O outro médico romano que ficou na História foi Sorano, nascido em Éfeso, como o genial Heráclito. Os escritos de Sorano que foram recuperados são de extrema lucidez e bom senso. Ele descreve a existência dos obstetras, que deveriam ser numerosos, uma mistura de práticos e artesãos especializados, semelhantes às parteiras da atualidades. Ao lado deles, Sorano descreve os aborteiros, que eram punidos pela lei romana quando descobertos. Também como hoje, raramente ocorriam as punições, porque a sociedade aceitava a prática do aborto, mesmo sendo proibido pelo Império Romano.
Entre as obras de Sorano destaca-se o Manual de Ginecologia, que serviu de orientação para os médicos durante quase quinze séculos, praticamente sem qualquer contestação. Neste manual, ele descreve com absoluta precisão as posições anormais dos fetos no útero grávido: 1) Podálico com os pés unidos; 2) Podálico com um só pé ; 3) Ajoelhado; 4) Sentado; 5) De ombros. Estas posições anômalas do feto no desenvolvimento do parto, ainda hoje, representa maior atenção para os obstetras, mesmo com todos os recursos atuais.
Sem dúvida alguma o Império Romano preocupou-se com a prática médica e procurou, através de normas jurídicas, constituir um serviço público definitivo. Porém, este início foi a partir da assistência médica às legiões romanas, que foram as primeiras beneficiárias da suas institucionalização, com a construção de hospitais militares em diferentes regiões do imenso Império Romano. O mais famoso deles foi o de Vindonissa, em Windish, na atual Suiça, com sessenta quartos e capacidades para 480 doentes distribuidos em enfermarias. Do hospital militar para o civil foi um passo. Estes hospitais romanos podem ser considerados como precursores dos nossos atuais.
A preocupação coma saúde pública era inquestionavel. A Lei das Doze Tábuas que remonta aos primórdios da República, estabelecida normas para o sepultamento e queima dos cadáveres fora dos muros da cidade e a construção dos esgotos, como o Esgoto Máximo em Roma, que só seria revisto no século XI e ainda é utilizado na parte antiga da cidade.
As autoridades públicas fiscalizavam o cumprimento das normas que regulamentavam a higiene pública. Os grandes arquitetos romanos, como Vitrúvio, recomendavam a escolha de lugares ensolarados para a construção das casas.

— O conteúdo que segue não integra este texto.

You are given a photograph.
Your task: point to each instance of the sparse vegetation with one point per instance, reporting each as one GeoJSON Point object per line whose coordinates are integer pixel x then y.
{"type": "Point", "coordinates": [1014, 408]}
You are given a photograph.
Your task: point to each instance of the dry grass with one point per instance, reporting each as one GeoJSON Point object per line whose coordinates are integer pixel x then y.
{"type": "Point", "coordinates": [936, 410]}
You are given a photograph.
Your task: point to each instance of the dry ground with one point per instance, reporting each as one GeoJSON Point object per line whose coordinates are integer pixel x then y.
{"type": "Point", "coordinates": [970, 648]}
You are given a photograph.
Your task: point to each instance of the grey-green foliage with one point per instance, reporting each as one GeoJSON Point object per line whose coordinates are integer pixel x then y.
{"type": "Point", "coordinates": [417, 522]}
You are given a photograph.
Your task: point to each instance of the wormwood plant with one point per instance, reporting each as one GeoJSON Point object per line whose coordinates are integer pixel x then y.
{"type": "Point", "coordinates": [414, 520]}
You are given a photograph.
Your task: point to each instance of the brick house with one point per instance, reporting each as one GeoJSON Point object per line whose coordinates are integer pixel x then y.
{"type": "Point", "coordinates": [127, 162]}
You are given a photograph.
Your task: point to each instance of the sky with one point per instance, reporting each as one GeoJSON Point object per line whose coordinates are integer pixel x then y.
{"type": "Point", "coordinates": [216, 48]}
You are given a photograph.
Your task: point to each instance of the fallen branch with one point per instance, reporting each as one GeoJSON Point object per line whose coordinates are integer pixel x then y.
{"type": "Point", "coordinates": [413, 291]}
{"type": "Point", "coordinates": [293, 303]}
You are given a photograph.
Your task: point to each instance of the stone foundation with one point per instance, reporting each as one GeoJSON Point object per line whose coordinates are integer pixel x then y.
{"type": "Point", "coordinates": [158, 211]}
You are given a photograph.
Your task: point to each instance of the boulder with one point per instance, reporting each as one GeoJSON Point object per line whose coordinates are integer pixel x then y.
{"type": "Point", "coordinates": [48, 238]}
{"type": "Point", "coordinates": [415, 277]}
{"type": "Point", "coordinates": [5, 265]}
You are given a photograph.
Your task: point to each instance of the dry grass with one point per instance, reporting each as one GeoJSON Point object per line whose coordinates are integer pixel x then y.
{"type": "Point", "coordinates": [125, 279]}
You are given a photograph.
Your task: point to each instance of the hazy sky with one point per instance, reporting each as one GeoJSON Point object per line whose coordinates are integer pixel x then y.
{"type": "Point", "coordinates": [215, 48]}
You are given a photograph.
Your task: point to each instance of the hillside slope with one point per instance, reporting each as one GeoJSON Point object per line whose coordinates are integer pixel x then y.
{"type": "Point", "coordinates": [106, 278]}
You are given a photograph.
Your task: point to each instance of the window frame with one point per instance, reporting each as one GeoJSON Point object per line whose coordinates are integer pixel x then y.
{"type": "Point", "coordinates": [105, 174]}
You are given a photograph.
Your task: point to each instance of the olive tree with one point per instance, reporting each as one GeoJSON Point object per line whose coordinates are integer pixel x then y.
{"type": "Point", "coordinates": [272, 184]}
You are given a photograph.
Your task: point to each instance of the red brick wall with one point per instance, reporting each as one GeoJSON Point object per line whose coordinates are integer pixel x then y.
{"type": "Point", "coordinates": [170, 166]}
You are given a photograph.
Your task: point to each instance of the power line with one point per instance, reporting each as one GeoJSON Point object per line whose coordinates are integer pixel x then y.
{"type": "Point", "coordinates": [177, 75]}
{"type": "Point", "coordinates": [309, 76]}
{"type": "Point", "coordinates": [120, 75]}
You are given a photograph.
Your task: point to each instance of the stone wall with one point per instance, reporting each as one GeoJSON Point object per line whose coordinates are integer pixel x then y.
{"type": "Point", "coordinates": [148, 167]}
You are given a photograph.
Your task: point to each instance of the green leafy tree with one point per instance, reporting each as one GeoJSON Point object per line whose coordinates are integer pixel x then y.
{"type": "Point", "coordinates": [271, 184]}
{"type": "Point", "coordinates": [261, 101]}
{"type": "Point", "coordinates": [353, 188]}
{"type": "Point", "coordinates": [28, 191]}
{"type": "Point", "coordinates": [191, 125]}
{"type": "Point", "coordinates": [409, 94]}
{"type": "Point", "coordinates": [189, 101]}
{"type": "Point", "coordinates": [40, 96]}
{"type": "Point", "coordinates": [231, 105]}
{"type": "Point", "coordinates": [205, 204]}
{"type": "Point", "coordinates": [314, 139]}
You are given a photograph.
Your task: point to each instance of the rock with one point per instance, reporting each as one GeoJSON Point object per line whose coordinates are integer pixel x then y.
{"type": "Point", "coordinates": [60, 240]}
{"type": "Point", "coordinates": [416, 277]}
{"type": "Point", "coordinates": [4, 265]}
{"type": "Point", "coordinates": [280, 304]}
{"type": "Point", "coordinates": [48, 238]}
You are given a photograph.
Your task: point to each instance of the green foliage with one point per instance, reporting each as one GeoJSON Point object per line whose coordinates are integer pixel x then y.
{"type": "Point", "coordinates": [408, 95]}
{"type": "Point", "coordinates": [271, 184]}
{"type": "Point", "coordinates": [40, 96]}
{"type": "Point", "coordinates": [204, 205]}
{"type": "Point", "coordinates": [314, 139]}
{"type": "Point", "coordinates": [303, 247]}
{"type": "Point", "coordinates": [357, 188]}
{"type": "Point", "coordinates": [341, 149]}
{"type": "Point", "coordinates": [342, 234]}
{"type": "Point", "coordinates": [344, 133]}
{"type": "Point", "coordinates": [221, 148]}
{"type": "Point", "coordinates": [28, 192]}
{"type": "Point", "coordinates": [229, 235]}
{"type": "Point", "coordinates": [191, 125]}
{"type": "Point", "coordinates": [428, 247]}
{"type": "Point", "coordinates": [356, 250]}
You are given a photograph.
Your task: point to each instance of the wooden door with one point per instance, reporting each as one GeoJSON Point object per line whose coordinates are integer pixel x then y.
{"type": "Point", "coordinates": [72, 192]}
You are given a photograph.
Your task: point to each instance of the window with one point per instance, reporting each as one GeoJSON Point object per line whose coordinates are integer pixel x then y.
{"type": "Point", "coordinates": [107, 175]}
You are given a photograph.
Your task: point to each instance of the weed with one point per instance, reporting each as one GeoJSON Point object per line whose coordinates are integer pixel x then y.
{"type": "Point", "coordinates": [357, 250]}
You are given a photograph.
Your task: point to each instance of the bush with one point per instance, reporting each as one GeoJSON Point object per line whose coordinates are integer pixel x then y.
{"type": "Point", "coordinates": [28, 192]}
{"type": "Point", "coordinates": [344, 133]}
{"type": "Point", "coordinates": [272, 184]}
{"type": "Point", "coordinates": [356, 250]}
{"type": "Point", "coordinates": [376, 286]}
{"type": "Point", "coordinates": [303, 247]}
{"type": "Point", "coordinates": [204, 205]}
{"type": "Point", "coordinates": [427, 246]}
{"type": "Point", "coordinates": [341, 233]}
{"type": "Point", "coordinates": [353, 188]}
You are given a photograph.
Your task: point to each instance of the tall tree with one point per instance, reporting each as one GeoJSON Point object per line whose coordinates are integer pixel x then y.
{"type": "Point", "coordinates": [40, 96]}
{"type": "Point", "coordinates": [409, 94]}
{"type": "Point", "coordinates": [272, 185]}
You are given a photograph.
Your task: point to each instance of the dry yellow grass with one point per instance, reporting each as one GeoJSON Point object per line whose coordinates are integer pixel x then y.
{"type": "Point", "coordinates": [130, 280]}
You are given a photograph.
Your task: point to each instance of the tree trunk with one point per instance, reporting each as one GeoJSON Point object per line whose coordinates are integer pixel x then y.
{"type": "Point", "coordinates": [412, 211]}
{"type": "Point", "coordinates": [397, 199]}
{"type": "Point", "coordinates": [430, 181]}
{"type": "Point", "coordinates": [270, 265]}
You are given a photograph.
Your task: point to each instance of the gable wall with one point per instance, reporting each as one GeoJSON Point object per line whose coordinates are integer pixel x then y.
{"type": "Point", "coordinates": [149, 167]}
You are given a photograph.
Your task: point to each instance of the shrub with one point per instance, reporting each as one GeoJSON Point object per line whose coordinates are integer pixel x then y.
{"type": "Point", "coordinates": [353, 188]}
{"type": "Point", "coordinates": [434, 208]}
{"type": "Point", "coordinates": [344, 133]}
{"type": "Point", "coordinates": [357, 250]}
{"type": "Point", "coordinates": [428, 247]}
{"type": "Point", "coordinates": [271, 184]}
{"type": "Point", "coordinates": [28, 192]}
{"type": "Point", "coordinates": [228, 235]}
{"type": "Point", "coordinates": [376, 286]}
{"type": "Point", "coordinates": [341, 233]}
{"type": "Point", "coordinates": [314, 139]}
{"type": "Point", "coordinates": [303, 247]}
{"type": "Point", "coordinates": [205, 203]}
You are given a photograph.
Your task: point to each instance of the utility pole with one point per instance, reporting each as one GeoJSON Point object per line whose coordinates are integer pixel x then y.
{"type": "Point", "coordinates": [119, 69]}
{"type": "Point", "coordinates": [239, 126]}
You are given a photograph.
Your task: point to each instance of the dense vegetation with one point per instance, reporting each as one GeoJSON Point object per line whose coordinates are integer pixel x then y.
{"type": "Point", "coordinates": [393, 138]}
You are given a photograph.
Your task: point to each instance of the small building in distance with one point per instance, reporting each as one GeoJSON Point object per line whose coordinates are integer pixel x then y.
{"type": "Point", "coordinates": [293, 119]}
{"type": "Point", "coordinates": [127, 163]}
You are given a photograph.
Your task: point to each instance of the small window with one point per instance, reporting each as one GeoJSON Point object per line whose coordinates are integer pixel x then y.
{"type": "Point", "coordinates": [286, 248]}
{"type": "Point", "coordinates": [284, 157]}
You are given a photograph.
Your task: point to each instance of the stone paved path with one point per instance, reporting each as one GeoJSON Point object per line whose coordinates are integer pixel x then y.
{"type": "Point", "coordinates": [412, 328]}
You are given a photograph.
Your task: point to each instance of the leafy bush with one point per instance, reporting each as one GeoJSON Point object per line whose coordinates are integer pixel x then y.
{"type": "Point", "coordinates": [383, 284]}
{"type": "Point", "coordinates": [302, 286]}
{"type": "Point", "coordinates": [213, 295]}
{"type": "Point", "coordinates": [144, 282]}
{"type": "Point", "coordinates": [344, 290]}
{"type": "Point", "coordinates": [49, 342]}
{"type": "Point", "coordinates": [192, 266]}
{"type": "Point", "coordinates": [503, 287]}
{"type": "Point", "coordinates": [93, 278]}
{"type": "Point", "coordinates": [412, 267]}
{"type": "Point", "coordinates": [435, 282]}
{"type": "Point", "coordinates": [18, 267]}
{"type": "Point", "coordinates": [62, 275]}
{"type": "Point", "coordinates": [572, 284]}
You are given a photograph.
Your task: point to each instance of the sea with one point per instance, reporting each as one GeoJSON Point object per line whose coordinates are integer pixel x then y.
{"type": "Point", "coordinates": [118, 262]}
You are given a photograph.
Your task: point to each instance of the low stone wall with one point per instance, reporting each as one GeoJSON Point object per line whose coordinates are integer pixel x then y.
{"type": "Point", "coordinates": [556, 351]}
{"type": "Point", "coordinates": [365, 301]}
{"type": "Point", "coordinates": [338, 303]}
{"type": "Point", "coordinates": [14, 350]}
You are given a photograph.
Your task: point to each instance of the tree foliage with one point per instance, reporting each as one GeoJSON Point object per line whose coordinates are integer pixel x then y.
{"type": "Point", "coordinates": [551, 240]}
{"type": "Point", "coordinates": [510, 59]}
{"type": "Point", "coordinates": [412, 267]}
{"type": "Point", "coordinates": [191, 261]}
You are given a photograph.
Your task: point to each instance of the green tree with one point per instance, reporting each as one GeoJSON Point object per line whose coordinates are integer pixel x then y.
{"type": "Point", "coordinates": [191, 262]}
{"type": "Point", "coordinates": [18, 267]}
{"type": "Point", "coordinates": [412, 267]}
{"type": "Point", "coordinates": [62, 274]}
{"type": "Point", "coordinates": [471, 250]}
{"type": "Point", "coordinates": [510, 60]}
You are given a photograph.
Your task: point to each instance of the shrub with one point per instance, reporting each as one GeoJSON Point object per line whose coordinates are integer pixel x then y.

Além dos cuidados com a organização das cidades, foram construídos centenas de banhos públicos para estímulo da higiene pessoal. Estas termas, algumas recuperadas pelos trabalhos arqueológicos, como o de Diocleciano, em Roma, podiam obrigar em diferentes piscinas e salas de ginásticas centenas de pessoas ao mesmo tempo.
Mesmo considerando a característica sócio-política do Império Romano, mercantil- escravista, e que somente os homens livres desfrutavam dessas facilidades é inevitável a comparação com as populações que moram nas periferias urbanas das cidades brasileiras que não dispõem de água para a higiene pessoal e onde os esgotos correm a céu aberto junto com a brincadeira inocente das nossas crianças.